This image came up when I typed in "Oh shit". Who am I to argue?

I typed in “Oh shit” because the Penguins are going to a game seven on Wednesday. Time to do or go home. I can’t say I expected much out of them without Sidney Crosby & Geno Malkin but damn it, I want this first round. I’m almost debating driving there. As the Pensblog will undoubtedly say “Time to sac up.”

Well, actually time to draft up. We start with a battle royal. My buddy Sean as he’s going out the door says “That’s gay.” Couldn’t agree more. By the way, couldn’t be less excited about the NFL draft this weekend. This one doesn’t hold much weight for me either. People are getting eliminated left and right. Why did Mark Henry eliminate himself basically to eliminate Clay? The announcer draft factoids are more mundane than any stat Todd McShay can come up with. We hit a commercial.

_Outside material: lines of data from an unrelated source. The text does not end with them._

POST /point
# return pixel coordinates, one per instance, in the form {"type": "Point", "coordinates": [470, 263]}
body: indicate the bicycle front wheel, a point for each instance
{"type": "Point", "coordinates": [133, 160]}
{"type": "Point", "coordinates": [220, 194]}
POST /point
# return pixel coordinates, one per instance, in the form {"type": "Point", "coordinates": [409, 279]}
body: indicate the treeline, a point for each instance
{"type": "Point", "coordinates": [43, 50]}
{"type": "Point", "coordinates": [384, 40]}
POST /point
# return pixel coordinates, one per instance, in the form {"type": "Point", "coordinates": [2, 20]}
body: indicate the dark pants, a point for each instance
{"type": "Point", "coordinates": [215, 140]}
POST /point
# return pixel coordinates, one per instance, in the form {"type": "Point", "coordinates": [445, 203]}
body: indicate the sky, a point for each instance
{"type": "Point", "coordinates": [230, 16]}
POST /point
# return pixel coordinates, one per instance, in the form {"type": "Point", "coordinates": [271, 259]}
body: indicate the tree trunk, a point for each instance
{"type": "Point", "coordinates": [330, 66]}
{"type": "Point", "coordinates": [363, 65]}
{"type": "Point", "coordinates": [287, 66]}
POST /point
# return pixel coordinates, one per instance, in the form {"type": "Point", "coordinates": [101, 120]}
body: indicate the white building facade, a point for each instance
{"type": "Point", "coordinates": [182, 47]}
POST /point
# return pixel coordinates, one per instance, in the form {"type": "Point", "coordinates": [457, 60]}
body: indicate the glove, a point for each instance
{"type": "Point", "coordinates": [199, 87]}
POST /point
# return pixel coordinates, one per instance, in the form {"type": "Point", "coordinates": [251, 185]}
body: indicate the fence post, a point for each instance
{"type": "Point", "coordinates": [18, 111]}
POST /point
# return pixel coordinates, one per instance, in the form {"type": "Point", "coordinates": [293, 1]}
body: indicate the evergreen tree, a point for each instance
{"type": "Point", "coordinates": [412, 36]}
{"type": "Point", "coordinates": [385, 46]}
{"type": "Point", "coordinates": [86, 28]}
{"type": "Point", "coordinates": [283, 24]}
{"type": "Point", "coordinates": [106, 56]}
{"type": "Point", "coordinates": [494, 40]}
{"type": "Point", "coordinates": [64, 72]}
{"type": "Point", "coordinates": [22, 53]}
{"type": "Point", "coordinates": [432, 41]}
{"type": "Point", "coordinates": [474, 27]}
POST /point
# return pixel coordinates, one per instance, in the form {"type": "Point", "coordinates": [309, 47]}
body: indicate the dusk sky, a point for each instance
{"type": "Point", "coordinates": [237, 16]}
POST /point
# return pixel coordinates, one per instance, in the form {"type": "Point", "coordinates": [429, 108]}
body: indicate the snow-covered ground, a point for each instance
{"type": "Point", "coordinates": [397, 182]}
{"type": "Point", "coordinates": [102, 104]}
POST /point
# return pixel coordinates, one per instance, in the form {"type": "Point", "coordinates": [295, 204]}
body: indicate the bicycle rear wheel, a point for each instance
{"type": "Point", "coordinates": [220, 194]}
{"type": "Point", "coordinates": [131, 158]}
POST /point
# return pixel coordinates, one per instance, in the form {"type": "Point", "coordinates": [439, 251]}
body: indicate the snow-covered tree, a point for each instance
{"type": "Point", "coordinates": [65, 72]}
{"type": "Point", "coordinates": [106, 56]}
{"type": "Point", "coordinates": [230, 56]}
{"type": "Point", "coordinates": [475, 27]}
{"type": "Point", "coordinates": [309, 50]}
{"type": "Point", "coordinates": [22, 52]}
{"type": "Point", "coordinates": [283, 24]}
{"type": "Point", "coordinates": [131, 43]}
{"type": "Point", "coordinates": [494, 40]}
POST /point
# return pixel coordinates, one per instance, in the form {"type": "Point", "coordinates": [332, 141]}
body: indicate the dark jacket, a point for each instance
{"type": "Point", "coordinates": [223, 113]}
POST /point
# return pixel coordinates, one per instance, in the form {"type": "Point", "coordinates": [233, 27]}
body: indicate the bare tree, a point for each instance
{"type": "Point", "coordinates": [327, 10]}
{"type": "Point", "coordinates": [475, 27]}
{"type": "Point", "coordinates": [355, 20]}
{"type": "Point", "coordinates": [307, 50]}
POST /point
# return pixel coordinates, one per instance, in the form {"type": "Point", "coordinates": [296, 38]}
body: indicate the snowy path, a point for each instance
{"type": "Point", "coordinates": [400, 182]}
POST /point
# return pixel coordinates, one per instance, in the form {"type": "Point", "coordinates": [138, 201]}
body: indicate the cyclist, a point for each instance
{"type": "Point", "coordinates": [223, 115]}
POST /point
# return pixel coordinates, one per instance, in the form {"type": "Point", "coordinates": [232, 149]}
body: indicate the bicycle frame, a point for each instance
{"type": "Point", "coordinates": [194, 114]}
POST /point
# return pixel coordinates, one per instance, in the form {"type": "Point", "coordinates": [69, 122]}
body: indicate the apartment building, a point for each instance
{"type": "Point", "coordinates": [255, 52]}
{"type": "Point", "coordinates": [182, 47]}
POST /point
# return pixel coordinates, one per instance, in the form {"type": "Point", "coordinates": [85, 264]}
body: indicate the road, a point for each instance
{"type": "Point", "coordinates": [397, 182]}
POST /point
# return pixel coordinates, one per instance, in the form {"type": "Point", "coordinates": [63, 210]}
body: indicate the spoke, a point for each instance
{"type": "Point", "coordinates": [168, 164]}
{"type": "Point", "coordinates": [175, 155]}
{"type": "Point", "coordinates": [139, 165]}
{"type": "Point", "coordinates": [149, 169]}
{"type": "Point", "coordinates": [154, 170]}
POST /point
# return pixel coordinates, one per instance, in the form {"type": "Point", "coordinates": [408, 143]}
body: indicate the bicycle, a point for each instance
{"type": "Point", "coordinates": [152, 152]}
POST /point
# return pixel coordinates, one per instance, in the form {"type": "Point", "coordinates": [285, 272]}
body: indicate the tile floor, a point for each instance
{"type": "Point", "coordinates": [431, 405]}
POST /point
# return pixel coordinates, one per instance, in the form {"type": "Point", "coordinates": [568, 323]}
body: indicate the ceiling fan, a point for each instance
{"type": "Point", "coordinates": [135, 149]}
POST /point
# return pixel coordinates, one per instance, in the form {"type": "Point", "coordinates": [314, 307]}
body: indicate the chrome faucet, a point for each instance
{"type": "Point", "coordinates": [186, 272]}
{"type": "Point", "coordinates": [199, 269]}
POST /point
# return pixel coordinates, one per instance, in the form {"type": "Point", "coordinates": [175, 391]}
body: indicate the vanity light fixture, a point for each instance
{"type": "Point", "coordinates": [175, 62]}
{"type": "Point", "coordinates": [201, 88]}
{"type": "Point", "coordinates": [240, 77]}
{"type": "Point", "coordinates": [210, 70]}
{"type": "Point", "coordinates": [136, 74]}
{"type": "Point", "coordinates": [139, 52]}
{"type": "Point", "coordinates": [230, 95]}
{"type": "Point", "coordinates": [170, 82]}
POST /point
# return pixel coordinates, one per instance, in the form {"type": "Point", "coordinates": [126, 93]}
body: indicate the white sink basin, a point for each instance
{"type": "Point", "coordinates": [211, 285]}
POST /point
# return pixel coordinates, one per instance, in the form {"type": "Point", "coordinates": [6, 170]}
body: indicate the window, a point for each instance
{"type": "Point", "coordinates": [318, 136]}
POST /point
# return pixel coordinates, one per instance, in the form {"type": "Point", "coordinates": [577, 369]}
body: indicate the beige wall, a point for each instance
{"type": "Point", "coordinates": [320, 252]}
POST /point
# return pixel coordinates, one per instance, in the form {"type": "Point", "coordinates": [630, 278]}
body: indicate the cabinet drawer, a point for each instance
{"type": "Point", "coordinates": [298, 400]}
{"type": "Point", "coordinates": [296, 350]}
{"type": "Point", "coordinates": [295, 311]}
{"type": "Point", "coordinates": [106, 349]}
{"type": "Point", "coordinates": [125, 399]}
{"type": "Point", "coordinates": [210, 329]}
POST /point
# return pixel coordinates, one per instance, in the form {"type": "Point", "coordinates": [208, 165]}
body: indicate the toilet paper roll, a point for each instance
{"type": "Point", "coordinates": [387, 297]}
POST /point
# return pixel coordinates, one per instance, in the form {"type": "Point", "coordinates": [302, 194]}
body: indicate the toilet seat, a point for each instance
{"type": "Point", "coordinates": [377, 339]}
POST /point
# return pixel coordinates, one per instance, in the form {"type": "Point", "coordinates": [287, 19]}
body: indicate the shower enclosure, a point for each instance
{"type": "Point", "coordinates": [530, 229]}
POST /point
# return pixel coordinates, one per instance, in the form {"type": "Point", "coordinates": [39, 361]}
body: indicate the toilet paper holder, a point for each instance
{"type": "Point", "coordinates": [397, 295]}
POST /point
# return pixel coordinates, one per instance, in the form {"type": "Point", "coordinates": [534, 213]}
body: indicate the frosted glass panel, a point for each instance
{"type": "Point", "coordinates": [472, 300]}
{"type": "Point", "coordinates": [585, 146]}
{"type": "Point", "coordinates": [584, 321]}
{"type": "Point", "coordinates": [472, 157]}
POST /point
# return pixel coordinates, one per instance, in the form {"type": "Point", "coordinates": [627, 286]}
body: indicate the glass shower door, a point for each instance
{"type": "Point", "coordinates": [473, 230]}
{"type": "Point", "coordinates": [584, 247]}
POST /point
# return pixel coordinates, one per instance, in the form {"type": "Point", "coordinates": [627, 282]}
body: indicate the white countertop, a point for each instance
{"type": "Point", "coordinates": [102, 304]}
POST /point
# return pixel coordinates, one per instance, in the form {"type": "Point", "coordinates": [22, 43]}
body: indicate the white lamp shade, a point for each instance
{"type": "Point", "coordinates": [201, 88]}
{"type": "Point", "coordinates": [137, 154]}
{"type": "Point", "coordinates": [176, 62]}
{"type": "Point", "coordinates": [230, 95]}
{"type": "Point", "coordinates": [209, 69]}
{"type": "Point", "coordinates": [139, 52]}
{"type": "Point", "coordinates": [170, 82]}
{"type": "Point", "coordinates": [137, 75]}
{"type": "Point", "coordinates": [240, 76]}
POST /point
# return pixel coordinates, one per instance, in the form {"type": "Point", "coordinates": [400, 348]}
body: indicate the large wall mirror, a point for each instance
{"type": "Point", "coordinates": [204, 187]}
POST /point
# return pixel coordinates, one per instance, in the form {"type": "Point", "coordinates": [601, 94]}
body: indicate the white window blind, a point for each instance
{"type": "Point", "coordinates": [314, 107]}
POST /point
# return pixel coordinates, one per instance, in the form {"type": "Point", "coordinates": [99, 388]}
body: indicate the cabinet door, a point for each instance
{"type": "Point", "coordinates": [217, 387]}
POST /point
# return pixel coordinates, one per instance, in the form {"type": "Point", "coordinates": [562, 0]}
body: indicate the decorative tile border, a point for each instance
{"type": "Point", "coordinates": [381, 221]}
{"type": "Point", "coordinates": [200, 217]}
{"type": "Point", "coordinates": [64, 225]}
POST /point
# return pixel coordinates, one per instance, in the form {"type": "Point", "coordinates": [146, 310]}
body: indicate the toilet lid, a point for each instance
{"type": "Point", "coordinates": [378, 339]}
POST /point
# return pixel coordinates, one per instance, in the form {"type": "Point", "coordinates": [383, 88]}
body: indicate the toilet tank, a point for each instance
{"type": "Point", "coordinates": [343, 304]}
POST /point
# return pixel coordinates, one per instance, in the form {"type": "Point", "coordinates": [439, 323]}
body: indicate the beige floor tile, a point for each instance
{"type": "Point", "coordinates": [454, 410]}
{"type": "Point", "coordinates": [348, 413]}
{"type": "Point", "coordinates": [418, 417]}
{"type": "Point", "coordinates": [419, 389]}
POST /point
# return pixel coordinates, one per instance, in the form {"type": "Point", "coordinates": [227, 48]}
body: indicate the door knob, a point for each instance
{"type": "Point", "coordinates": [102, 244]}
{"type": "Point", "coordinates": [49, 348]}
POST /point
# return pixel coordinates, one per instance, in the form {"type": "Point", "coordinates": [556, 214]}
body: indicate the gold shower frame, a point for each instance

Big Show & Kofi for SD take on Mason Ryan & Evan Bourne. This could help Bourne out if he survives. He’s been on a losing streak. Of course Bourne does the worst possible thing, jumping into Big Show’s arms. Mason Ryan loses in a valiant effort, I suppose. He lost a lot of momentum when he got punted. Stupidest draft ever. Cena to Smackdown. I like it. It was him or Orton. He has a history with the Smackdown brand. Cole acting upset is hilarious in a bad way.